Out-of-School-Time Professionals Participate in Trauma-Informed Care Training with The Toolbox
Part of the Center for Community Engagement and Impact’s Mary and Frances Youth Center, The Toolbox offers a comprehensive approach to professional development for youth-serving organizations.
By Jenny Pedraza
On Oct. 8, 17 professionals representing youth-serving organizations attended a virtual trauma-informed care training hosted by the Virginia Commonwealth University Mary and Frances Youth Center (MFYC). The training was offered through The Toolbox, a youth development training community launched by MFYC this June. MFYC is housed in the VCU Center for Community Engagement and Impact (CEI).
“With the stress of spending more time away from school, a global pandemic and a virtual learning environment, many students and families are struggling to cope,” said Charles Johnson, training and compliance manager in the MFYC. “We know that out-of-school-time (OST) providers are on the front lines in responding to the needs of students and families. They need the critical skills and knowledge to know how to support youth and families affected by trauma, as well as care for themselves.”
Keith Cartwright from the Virginia Department for Behavioral Health and Developmental Services, led the training, “Understanding the Impact of Adversity: Adverse Childhood Experiences (“ACEs”).” Participants learned about the impact ACEs have on neurodevelopment, which can lead to social, emotional and cognitive adaptations that create risk factors for major causes of disease, disability, social problems and early death.
Another topic included the role core protective systems can play in overcoming potential threats and adversities in human development and how those working with youth can open pathways for communities to thrive.
Two staff members from Greater Richmond Fit4Kids, which works to improve children’s health and reduce the prevalence of childhood obesity in the Richmond region, attended the training.
Nan Peña, Game On, Girl! program coordinator for the organization, attended the training because she wanted to take a deeper dive into how ACEs can affect people’s behavior, and she wanted to learn more about teaching resiliency. Peña’s program at Fit4Kids aims to empower adolescent girls to be physically active and nutritionally fit.
“We have to understand that each child’s individual experience in life is different,” Peña said. “For us to be able to properly serve them, we have to meet them where they are and be able to understand that there may be underlying reasons for how they respond to certain individuals and types of programs.”

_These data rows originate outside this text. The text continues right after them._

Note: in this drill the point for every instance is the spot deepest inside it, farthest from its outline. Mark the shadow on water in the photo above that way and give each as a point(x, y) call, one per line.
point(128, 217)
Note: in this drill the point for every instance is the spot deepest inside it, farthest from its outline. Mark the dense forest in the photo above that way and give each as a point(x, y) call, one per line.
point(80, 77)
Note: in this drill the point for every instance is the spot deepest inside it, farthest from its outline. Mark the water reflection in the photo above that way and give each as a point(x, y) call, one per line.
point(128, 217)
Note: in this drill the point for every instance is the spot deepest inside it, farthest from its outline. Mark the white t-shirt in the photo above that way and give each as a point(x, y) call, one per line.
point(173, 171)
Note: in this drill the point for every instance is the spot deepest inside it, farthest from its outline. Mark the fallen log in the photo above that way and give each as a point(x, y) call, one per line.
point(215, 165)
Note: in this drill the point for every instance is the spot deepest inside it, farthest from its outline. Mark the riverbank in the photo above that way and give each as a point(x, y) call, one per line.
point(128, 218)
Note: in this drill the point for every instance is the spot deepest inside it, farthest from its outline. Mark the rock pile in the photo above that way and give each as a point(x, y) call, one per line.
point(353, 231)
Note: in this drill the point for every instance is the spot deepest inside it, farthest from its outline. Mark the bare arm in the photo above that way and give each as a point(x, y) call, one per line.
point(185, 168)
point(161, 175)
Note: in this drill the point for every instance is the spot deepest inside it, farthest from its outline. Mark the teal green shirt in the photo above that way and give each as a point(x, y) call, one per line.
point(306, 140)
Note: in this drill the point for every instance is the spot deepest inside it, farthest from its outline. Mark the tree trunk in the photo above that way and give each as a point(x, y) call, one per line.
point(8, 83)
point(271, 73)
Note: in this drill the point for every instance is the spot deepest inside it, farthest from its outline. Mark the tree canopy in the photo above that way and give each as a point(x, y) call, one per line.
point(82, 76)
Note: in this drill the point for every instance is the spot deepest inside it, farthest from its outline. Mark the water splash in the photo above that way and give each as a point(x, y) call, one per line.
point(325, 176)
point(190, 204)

Jasmine Barber, parent advocate for Greater Richmond Fit4Kids, works to empower parents to have a voice in advocating for health and wellness initiatives related to school nutrition, recess and access to green spaces. She attended the training to learn about how she can better support parents during these “traumatic socio-political times.”
“Change is up to us, and 1:1 connections are key in making a lasting impact for my families,” Barber said. “It is imperative for youth-serving professionals to have access to professional development like this because this training provides an encouraging perspective that valuing our youth’s unique stories and experiences is the foundation for creating meaningful and sustainable outcomes.”
The MFYC is a regional leader in university-community collaboration for positive youth development. The center has been providing training opportunities to area youth development professionals for the past 10 years, and is uniquely positioned to leverage the resources of VCU and the community to support quality improvement in the OST system.
The Toolbox brings together content experts in positive youth development to teach youth development professionals how to work with children and youth, build program management skills, and develop social and emotional learning skills.
The next Toolbox offering, “Family Engagement in Youth Programs,” is Dec. 2 from 9 to 11 a.m. In this Youth Development Network meeting, participants will learn how to incorporate the Developmental Relationships framework into their everyday work. Speakers will identify barriers to family engagement and highlight key shifts that organizations can utilize in their partnerships with families. The presentation will be co-led by Big Brothers Big Sisters Richmond and The Search Institute.